Logo Questions Linux Laravel Mysql Ubuntu Git Menu
 

Rotating vectors in space and high precision in C++

Tags:

c++

precision

This is my function to compute 3D rotation in C++ defined by an angle in radiant around axis.

 Vector rotate(const Vector& axis, const Vector& input, const double angle)    {
    double norm = 1/axis.norm();

    if(norm != 1)
        axis *= norm;

    double cos = std::cos(angle);
    double mcos = 1 - cos;
    double sin = std::sin(angle);

    double r1[3];
    double r2[3];
    double r3[3];

    double t_x, t_ym t_z;


    r1[0] = cos + std::pow(axis.x, 2)*mcos;
    r1[1] = axis.x*axis.y*mcos - axis.z * sin;
    r1[2] = axis.x*axis.z*mcos - axis.y * sin;

    r2[0] = axis.x*axis.y*mcos + axis.z*sin;
    r2[1] = cos + std::pow(axis.y, 2)*mcos;
    r2[2] = axis.x*axis.z*mcos - axis.x * sin;

    r3[0] = axis.x*axis.z*mcos - axis.y * sin;
    r3[1] = axis.z*axis.y*mcos - axis.x * sin;
    r3[2] = cos - std::pow(axis.z, 2) * mcos;

    return Vector(t_x, t_y, t_z);
}

The thing is if you try yourself to rotate the vector a n times pi/4 where n multiple of 4 (so you do complete revolution around the axis by doing four quarter of rotations) the error will propagate pretty fast.

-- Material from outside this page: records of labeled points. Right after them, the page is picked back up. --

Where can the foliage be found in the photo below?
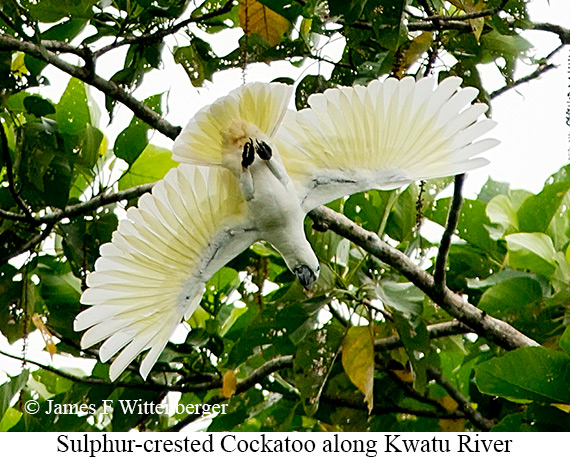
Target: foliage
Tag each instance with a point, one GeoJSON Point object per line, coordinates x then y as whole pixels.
{"type": "Point", "coordinates": [367, 350]}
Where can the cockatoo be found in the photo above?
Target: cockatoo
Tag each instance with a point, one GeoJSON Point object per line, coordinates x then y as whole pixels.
{"type": "Point", "coordinates": [251, 170]}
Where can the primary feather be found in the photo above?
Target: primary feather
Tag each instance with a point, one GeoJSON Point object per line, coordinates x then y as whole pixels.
{"type": "Point", "coordinates": [152, 275]}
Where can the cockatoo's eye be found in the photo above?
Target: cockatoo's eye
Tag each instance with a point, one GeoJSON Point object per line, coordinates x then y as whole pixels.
{"type": "Point", "coordinates": [248, 154]}
{"type": "Point", "coordinates": [306, 276]}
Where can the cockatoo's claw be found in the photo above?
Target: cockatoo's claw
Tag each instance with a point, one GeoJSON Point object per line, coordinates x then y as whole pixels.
{"type": "Point", "coordinates": [263, 150]}
{"type": "Point", "coordinates": [248, 154]}
{"type": "Point", "coordinates": [246, 184]}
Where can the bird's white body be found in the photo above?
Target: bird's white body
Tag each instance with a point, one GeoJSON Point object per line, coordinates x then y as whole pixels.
{"type": "Point", "coordinates": [256, 171]}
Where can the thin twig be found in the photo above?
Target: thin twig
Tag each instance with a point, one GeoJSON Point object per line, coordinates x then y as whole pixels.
{"type": "Point", "coordinates": [463, 402]}
{"type": "Point", "coordinates": [450, 226]}
{"type": "Point", "coordinates": [534, 75]}
{"type": "Point", "coordinates": [84, 207]}
{"type": "Point", "coordinates": [30, 244]}
{"type": "Point", "coordinates": [86, 74]}
{"type": "Point", "coordinates": [483, 324]}
{"type": "Point", "coordinates": [160, 34]}
{"type": "Point", "coordinates": [10, 174]}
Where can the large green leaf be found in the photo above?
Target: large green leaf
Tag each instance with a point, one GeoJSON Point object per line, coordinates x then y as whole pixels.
{"type": "Point", "coordinates": [72, 114]}
{"type": "Point", "coordinates": [11, 388]}
{"type": "Point", "coordinates": [152, 164]}
{"type": "Point", "coordinates": [532, 251]}
{"type": "Point", "coordinates": [313, 360]}
{"type": "Point", "coordinates": [537, 211]}
{"type": "Point", "coordinates": [531, 373]}
{"type": "Point", "coordinates": [358, 360]}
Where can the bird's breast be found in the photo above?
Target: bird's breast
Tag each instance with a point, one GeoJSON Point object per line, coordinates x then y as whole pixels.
{"type": "Point", "coordinates": [274, 205]}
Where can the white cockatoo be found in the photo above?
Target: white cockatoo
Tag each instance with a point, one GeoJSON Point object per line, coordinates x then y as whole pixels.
{"type": "Point", "coordinates": [251, 171]}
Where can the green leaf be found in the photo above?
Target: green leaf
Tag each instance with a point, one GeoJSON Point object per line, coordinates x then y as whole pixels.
{"type": "Point", "coordinates": [312, 363]}
{"type": "Point", "coordinates": [72, 113]}
{"type": "Point", "coordinates": [526, 374]}
{"type": "Point", "coordinates": [152, 164]}
{"type": "Point", "coordinates": [44, 167]}
{"type": "Point", "coordinates": [358, 360]}
{"type": "Point", "coordinates": [532, 251]}
{"type": "Point", "coordinates": [492, 189]}
{"type": "Point", "coordinates": [565, 341]}
{"type": "Point", "coordinates": [198, 61]}
{"type": "Point", "coordinates": [501, 211]}
{"type": "Point", "coordinates": [55, 10]}
{"type": "Point", "coordinates": [403, 297]}
{"type": "Point", "coordinates": [133, 140]}
{"type": "Point", "coordinates": [11, 388]}
{"type": "Point", "coordinates": [416, 341]}
{"type": "Point", "coordinates": [472, 225]}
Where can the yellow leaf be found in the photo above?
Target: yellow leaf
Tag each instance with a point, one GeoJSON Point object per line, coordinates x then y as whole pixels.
{"type": "Point", "coordinates": [257, 18]}
{"type": "Point", "coordinates": [18, 65]}
{"type": "Point", "coordinates": [358, 360]}
{"type": "Point", "coordinates": [404, 375]}
{"type": "Point", "coordinates": [562, 407]}
{"type": "Point", "coordinates": [46, 334]}
{"type": "Point", "coordinates": [472, 6]}
{"type": "Point", "coordinates": [229, 384]}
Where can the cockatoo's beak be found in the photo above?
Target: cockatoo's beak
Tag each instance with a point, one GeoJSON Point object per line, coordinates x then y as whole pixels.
{"type": "Point", "coordinates": [306, 276]}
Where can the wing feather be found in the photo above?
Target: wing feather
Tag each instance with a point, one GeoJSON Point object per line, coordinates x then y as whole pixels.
{"type": "Point", "coordinates": [153, 273]}
{"type": "Point", "coordinates": [382, 136]}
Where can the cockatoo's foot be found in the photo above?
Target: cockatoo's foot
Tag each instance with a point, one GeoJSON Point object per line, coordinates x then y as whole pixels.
{"type": "Point", "coordinates": [248, 154]}
{"type": "Point", "coordinates": [261, 148]}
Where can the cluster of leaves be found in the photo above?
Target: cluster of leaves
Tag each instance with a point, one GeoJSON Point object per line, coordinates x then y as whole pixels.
{"type": "Point", "coordinates": [363, 352]}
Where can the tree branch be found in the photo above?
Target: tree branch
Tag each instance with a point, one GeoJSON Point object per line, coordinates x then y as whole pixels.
{"type": "Point", "coordinates": [463, 403]}
{"type": "Point", "coordinates": [563, 33]}
{"type": "Point", "coordinates": [161, 34]}
{"type": "Point", "coordinates": [499, 331]}
{"type": "Point", "coordinates": [450, 226]}
{"type": "Point", "coordinates": [70, 211]}
{"type": "Point", "coordinates": [87, 75]}
{"type": "Point", "coordinates": [534, 75]}
{"type": "Point", "coordinates": [30, 244]}
{"type": "Point", "coordinates": [10, 174]}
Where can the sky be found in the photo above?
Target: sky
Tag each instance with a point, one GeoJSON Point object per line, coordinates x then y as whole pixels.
{"type": "Point", "coordinates": [531, 123]}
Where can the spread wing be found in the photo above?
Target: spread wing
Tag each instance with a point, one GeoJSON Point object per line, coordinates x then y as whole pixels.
{"type": "Point", "coordinates": [202, 141]}
{"type": "Point", "coordinates": [153, 273]}
{"type": "Point", "coordinates": [382, 136]}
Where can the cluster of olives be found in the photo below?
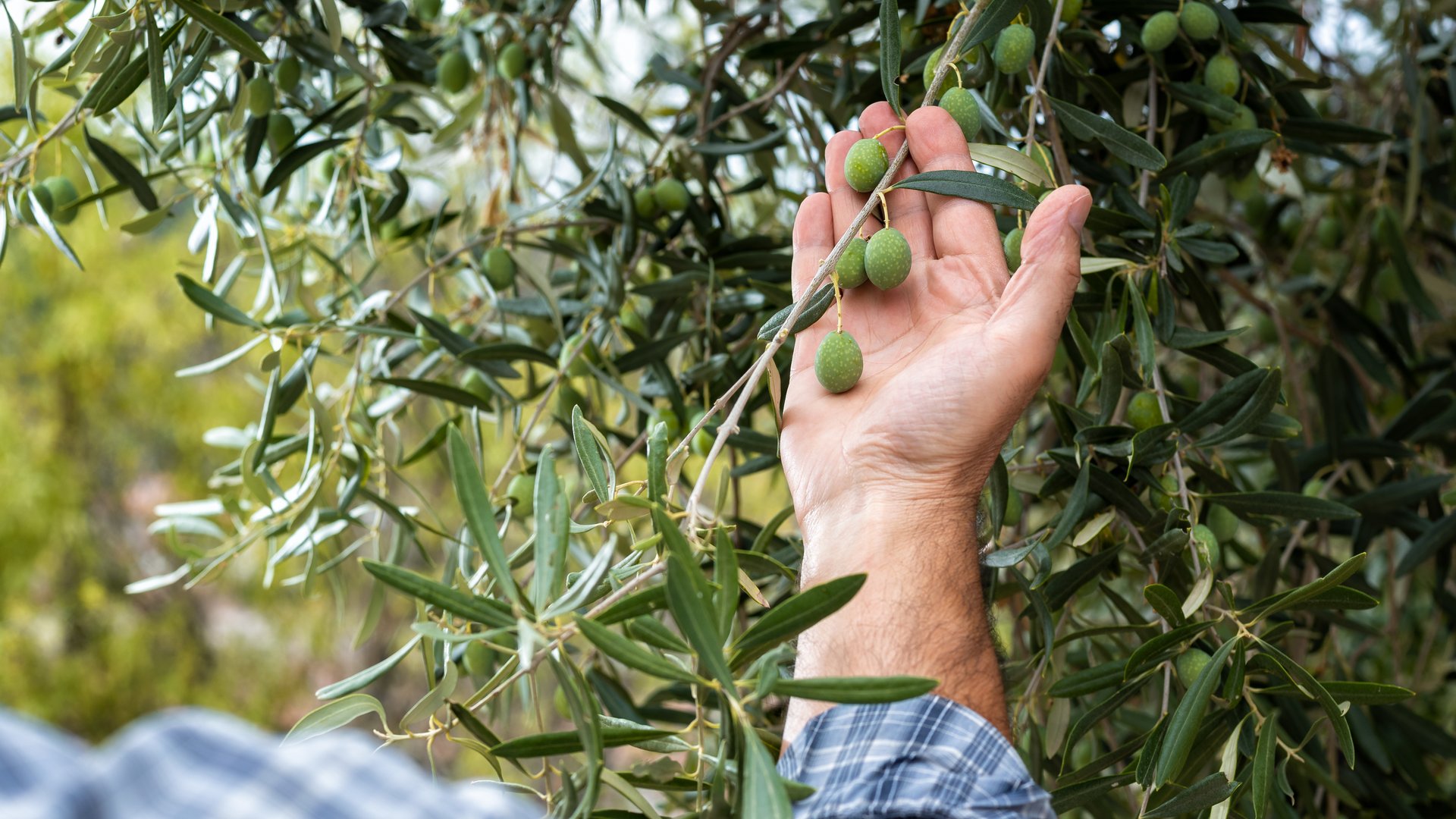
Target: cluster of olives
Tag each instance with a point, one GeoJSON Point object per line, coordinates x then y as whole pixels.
{"type": "Point", "coordinates": [55, 194]}
{"type": "Point", "coordinates": [1196, 19]}
{"type": "Point", "coordinates": [669, 196]}
{"type": "Point", "coordinates": [453, 74]}
{"type": "Point", "coordinates": [262, 98]}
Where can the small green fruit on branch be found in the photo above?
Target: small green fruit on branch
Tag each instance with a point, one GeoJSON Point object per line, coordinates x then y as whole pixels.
{"type": "Point", "coordinates": [839, 363]}
{"type": "Point", "coordinates": [730, 423]}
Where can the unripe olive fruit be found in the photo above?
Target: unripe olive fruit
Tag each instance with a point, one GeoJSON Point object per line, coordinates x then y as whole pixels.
{"type": "Point", "coordinates": [1222, 522]}
{"type": "Point", "coordinates": [702, 441]}
{"type": "Point", "coordinates": [1012, 245]}
{"type": "Point", "coordinates": [510, 63]}
{"type": "Point", "coordinates": [1199, 20]}
{"type": "Point", "coordinates": [1222, 74]}
{"type": "Point", "coordinates": [280, 131]}
{"type": "Point", "coordinates": [837, 363]}
{"type": "Point", "coordinates": [670, 194]}
{"type": "Point", "coordinates": [287, 74]}
{"type": "Point", "coordinates": [1014, 47]}
{"type": "Point", "coordinates": [962, 105]}
{"type": "Point", "coordinates": [522, 493]}
{"type": "Point", "coordinates": [42, 196]}
{"type": "Point", "coordinates": [645, 203]}
{"type": "Point", "coordinates": [1204, 538]}
{"type": "Point", "coordinates": [1159, 31]}
{"type": "Point", "coordinates": [61, 193]}
{"type": "Point", "coordinates": [1190, 665]}
{"type": "Point", "coordinates": [851, 267]}
{"type": "Point", "coordinates": [1144, 411]}
{"type": "Point", "coordinates": [453, 72]}
{"type": "Point", "coordinates": [865, 165]}
{"type": "Point", "coordinates": [259, 96]}
{"type": "Point", "coordinates": [500, 268]}
{"type": "Point", "coordinates": [887, 259]}
{"type": "Point", "coordinates": [930, 64]}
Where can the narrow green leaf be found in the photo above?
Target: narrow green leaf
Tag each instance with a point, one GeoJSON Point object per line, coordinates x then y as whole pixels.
{"type": "Point", "coordinates": [1152, 651]}
{"type": "Point", "coordinates": [1123, 143]}
{"type": "Point", "coordinates": [226, 30]}
{"type": "Point", "coordinates": [1308, 591]}
{"type": "Point", "coordinates": [590, 453]}
{"type": "Point", "coordinates": [213, 303]}
{"type": "Point", "coordinates": [1204, 793]}
{"type": "Point", "coordinates": [479, 515]}
{"type": "Point", "coordinates": [1283, 504]}
{"type": "Point", "coordinates": [47, 226]}
{"type": "Point", "coordinates": [1210, 150]}
{"type": "Point", "coordinates": [1072, 512]}
{"type": "Point", "coordinates": [995, 17]}
{"type": "Point", "coordinates": [552, 532]}
{"type": "Point", "coordinates": [890, 53]}
{"type": "Point", "coordinates": [123, 171]}
{"type": "Point", "coordinates": [554, 744]}
{"type": "Point", "coordinates": [446, 598]}
{"type": "Point", "coordinates": [334, 716]}
{"type": "Point", "coordinates": [814, 311]}
{"type": "Point", "coordinates": [692, 610]}
{"type": "Point", "coordinates": [855, 689]}
{"type": "Point", "coordinates": [1307, 681]}
{"type": "Point", "coordinates": [1165, 602]}
{"type": "Point", "coordinates": [1183, 726]}
{"type": "Point", "coordinates": [294, 159]}
{"type": "Point", "coordinates": [1088, 681]}
{"type": "Point", "coordinates": [354, 682]}
{"type": "Point", "coordinates": [441, 391]}
{"type": "Point", "coordinates": [970, 186]}
{"type": "Point", "coordinates": [1348, 691]}
{"type": "Point", "coordinates": [632, 654]}
{"type": "Point", "coordinates": [1430, 542]}
{"type": "Point", "coordinates": [1263, 786]}
{"type": "Point", "coordinates": [794, 615]}
{"type": "Point", "coordinates": [1254, 410]}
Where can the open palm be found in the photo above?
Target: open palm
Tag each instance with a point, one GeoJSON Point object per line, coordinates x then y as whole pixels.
{"type": "Point", "coordinates": [951, 356]}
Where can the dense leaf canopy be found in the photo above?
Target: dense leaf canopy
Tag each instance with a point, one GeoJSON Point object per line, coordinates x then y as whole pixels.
{"type": "Point", "coordinates": [498, 275]}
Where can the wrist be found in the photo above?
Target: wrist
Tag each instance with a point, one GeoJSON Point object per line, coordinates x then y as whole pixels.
{"type": "Point", "coordinates": [877, 532]}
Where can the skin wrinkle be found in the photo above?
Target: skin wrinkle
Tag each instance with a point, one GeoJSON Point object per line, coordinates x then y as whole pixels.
{"type": "Point", "coordinates": [887, 477]}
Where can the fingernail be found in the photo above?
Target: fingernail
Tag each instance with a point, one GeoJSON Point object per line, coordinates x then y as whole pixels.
{"type": "Point", "coordinates": [1078, 210]}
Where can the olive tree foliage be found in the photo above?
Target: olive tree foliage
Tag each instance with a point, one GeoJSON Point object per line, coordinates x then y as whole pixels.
{"type": "Point", "coordinates": [519, 316]}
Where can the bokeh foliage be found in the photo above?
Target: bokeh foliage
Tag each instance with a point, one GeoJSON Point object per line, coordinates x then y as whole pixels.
{"type": "Point", "coordinates": [438, 234]}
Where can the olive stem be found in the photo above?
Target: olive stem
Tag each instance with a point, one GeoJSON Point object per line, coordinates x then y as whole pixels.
{"type": "Point", "coordinates": [730, 423]}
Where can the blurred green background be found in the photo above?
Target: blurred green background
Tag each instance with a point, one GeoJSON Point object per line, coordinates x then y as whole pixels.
{"type": "Point", "coordinates": [98, 431]}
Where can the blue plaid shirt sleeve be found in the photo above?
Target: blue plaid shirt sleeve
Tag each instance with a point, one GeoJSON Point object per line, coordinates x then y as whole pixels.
{"type": "Point", "coordinates": [193, 763]}
{"type": "Point", "coordinates": [924, 758]}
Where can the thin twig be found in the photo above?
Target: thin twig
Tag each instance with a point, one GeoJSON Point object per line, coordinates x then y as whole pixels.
{"type": "Point", "coordinates": [730, 423]}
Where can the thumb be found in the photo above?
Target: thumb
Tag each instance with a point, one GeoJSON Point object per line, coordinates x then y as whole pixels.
{"type": "Point", "coordinates": [1036, 302]}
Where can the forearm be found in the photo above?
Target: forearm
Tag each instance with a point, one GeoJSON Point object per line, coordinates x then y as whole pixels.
{"type": "Point", "coordinates": [921, 611]}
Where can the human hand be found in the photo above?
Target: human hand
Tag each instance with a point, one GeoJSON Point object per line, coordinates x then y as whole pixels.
{"type": "Point", "coordinates": [886, 477]}
{"type": "Point", "coordinates": [951, 356]}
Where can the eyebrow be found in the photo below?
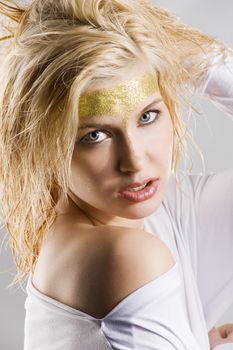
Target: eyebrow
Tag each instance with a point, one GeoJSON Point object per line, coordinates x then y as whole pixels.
{"type": "Point", "coordinates": [96, 125]}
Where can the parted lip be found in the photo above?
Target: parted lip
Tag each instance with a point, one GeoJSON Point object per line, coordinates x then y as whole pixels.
{"type": "Point", "coordinates": [137, 184]}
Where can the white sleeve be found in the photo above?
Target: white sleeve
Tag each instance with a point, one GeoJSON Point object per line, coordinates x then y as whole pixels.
{"type": "Point", "coordinates": [217, 83]}
{"type": "Point", "coordinates": [228, 346]}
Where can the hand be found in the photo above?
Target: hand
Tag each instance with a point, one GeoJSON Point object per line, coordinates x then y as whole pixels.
{"type": "Point", "coordinates": [221, 335]}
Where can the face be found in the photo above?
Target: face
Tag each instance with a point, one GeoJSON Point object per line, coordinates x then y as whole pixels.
{"type": "Point", "coordinates": [131, 141]}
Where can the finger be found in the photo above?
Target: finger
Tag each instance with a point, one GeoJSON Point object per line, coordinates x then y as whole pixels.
{"type": "Point", "coordinates": [225, 329]}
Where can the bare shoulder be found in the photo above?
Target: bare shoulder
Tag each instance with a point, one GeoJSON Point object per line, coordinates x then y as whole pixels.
{"type": "Point", "coordinates": [113, 261]}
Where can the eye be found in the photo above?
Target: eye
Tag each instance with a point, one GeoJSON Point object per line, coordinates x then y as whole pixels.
{"type": "Point", "coordinates": [156, 112]}
{"type": "Point", "coordinates": [93, 136]}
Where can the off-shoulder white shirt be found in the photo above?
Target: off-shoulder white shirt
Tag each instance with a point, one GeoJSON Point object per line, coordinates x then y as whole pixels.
{"type": "Point", "coordinates": [176, 310]}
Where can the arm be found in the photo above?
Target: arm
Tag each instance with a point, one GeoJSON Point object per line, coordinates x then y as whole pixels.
{"type": "Point", "coordinates": [217, 83]}
{"type": "Point", "coordinates": [222, 337]}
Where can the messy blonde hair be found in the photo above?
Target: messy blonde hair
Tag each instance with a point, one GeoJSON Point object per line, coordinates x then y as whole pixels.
{"type": "Point", "coordinates": [52, 52]}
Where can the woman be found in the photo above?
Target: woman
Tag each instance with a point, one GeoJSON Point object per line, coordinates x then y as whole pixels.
{"type": "Point", "coordinates": [113, 242]}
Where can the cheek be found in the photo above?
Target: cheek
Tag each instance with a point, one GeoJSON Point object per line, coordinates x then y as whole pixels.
{"type": "Point", "coordinates": [88, 169]}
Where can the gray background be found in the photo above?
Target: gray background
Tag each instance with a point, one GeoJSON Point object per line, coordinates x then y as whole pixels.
{"type": "Point", "coordinates": [213, 134]}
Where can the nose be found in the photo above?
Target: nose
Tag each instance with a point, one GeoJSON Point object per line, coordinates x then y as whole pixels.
{"type": "Point", "coordinates": [131, 155]}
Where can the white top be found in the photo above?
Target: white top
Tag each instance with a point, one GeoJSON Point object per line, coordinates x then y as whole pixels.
{"type": "Point", "coordinates": [176, 310]}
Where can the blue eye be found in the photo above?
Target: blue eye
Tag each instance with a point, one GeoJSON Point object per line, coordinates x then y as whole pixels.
{"type": "Point", "coordinates": [90, 139]}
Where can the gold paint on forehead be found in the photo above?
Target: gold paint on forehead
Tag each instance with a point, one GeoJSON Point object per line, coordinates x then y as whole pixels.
{"type": "Point", "coordinates": [117, 101]}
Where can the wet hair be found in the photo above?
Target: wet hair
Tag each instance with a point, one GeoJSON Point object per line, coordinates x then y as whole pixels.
{"type": "Point", "coordinates": [51, 52]}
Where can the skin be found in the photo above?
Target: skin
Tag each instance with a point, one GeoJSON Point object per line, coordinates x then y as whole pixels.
{"type": "Point", "coordinates": [125, 154]}
{"type": "Point", "coordinates": [221, 335]}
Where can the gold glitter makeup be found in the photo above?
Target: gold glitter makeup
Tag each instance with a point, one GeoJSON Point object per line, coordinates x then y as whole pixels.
{"type": "Point", "coordinates": [118, 101]}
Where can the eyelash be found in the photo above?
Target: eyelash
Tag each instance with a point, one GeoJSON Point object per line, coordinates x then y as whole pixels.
{"type": "Point", "coordinates": [96, 131]}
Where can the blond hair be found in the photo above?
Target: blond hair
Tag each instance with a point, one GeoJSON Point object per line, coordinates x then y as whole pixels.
{"type": "Point", "coordinates": [52, 52]}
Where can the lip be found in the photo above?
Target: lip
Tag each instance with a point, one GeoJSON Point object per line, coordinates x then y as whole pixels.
{"type": "Point", "coordinates": [142, 195]}
{"type": "Point", "coordinates": [137, 184]}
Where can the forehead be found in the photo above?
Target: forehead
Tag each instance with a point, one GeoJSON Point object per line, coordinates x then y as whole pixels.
{"type": "Point", "coordinates": [115, 99]}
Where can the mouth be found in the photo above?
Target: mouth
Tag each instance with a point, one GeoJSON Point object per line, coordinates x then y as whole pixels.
{"type": "Point", "coordinates": [136, 186]}
{"type": "Point", "coordinates": [142, 193]}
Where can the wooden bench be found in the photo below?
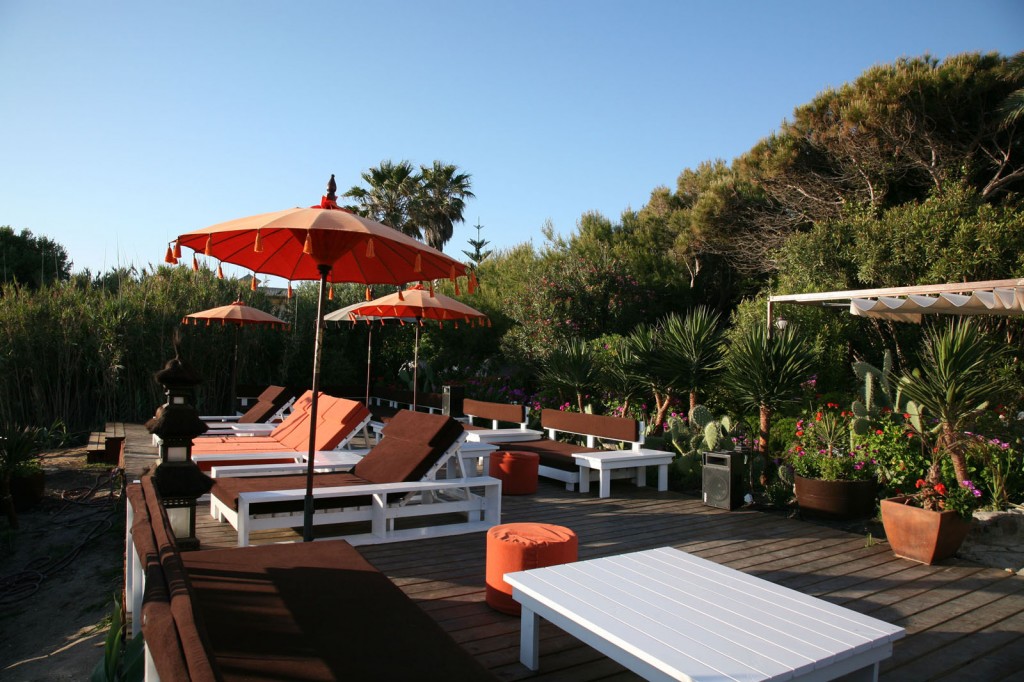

Example (where err = input-output):

input: (1.265, 3.398, 3.333)
rotation axis: (2.33, 0.568, 2.689)

n: 8 (so two completes revolutions)
output: (1.301967, 1.533389, 4.138940)
error: (0.038697, -0.864611, 0.805940)


n: 400 (so 100 completes revolutions)
error: (472..., 166..., 673...)

What can I do ?

Constraints:

  • Rotations are not predictable so not possible to do something like angle = pi/4 *n % 2*pi like @molbdnilo suggests. Because I have to chain translations and rotations to test if there's a collision.
like image 297
Deewy Avatar asked Aug 09 '17 12:08

Deewy


2 Answers

This is one of the typical problems that you can run into with floats.

Floating point numbers are pretty exact on singular operations. In fact, for many operations you are guaranteed to get the most exact result that can be represented in the format, so any rounding errors that you get are solely due to fitting it into the representation.

However, as soon as you start chaining floating point operations, even those errors can accumulate. If you are lucky, you can make your algorithm numerically stable, so that the rounding errors cancel each other out in the end and you always stay in the ballpark of the correct result. Getting this right can be quite a challenge though, especially for complex computations. For instance, in your particular implementation, there is lots of potential for catastrophic cancellation introducing large rounding errors into the computation chain.

The easier solution is: Avoid chaining the float operations in the first place! Or to be more precise: Only chain those parts which you can keep numerically stable. Since you mentioned this is for a computer game: In a game you transform the geometry according to the camera matrix each frame. You never touch the geometry in memory, instead you simply adjust the camera matrix. That way, your source geometry is always fresh and the rounding error in each frame is simply the error from that single transformation.

Similarly, you usually don't update the camera matrix incrementally. Instead, you read the player's position and view and build the complete matrix from scratch from those vectors. Now the only challenge that you have left is make sure that you don't accumulate errors into the player position and view, but this is much easier than ensuring stability at the other end of the transformation pipeline.

like image 179
ComicSansMS Avatar answered Nov 15 '22 03:11

ComicSansMS


Just store the original base vector and the rotation angle together, and do the calculation every time you need the current rotated value. You can cache this and invalidate every time the angle changes, but always work from the original base vector and total aggregate rotation.

Presto! No cumulative errors, because no chained calculations.

Also, if you're concerned about cumulative errors in the angle itself, store that in degrees and convert to radians when required. Again, pi is touched once in the degree->radian conversion, and you don't have a chain of approximate pi/n values contributing more errors.